Neuroregenerative peptide treatment for multiple sclerosis

Introduction

REGENERA MS will assess the technical and commercial feasibility of a novel peptide as a superior treatment for multiple sclerosis (MS). Successful commercialization of our peptide could reduce the socioeconomic burden of MS, provide an early-therapy option to delay disease progression, and thus extend and improve patients’ lives, with potential effectiveness in related neurodegenerative diseases.

Background

MS is a chronic inflammatory, autoimmune, and neurological disease without a cure, affecting the lives of 1.2M Europeans and causing significant economic costs to patients and society. Currently, there is no cure for MS. Approved disease-modifying treatments such as IFN-β1, glatiramer acetate, and alemtuzumab are clinically effective but come with high costs, significant side effects, and intrusive administration.

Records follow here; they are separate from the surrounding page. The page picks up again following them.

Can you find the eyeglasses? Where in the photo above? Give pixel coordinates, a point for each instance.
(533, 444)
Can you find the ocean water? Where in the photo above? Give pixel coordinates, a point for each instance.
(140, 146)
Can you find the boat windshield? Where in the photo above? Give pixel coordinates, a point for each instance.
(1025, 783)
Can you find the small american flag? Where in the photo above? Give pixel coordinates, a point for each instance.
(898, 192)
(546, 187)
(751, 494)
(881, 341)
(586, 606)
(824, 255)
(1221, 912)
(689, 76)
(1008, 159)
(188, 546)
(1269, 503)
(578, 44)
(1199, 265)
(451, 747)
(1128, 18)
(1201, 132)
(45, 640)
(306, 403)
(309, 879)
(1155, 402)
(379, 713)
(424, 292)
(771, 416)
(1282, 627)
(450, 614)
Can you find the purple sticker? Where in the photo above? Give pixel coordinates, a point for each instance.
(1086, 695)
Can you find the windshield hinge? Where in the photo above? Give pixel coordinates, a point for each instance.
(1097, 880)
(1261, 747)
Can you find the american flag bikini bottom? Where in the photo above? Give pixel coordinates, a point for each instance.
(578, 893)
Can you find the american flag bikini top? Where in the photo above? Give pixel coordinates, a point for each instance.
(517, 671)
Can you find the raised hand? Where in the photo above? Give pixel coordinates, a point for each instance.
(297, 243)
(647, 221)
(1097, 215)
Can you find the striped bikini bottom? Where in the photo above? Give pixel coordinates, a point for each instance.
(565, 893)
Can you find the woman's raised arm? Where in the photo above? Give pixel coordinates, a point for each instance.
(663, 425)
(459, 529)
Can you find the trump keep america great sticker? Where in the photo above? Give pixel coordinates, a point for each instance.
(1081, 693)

Thus, a medical unmet need remains for novel MS therapies that can:

• Halt progression
• Promote myelin repair
• Limit complications

Proposed Solution

To improve on the current therapeutic regimen, we propose a next-generation neurotrophic factor (NTF) therapy that has curative potential by halting MS progression and regenerating demyelinated tissue. My group has discovered a novel peptide with neurotrophic properties that, in contrast to classical NTFs:

1. Has neurorestorative effects and can enhance remyelination
2. Penetrates the blood-brain barrier (BBB)
3. Can be subcutaneously administered
4. Can be inexpensively produced

Research Plan

In REGENERA MS, we will evaluate the pharmacokinetic properties and efficacy of a novel therapeutic peptide in:

• Organotypic brain cultures
• Human induced oligodendrocyte-like pluripotent stem cell-derived cells
• MS animal models

Commercial Strategy

Subsequently, we will:

• Verify the IP position and strategy
• Perform an in-depth market and competitor analysis
• Consolidate these findings into a business case to establish the best path to commercialization.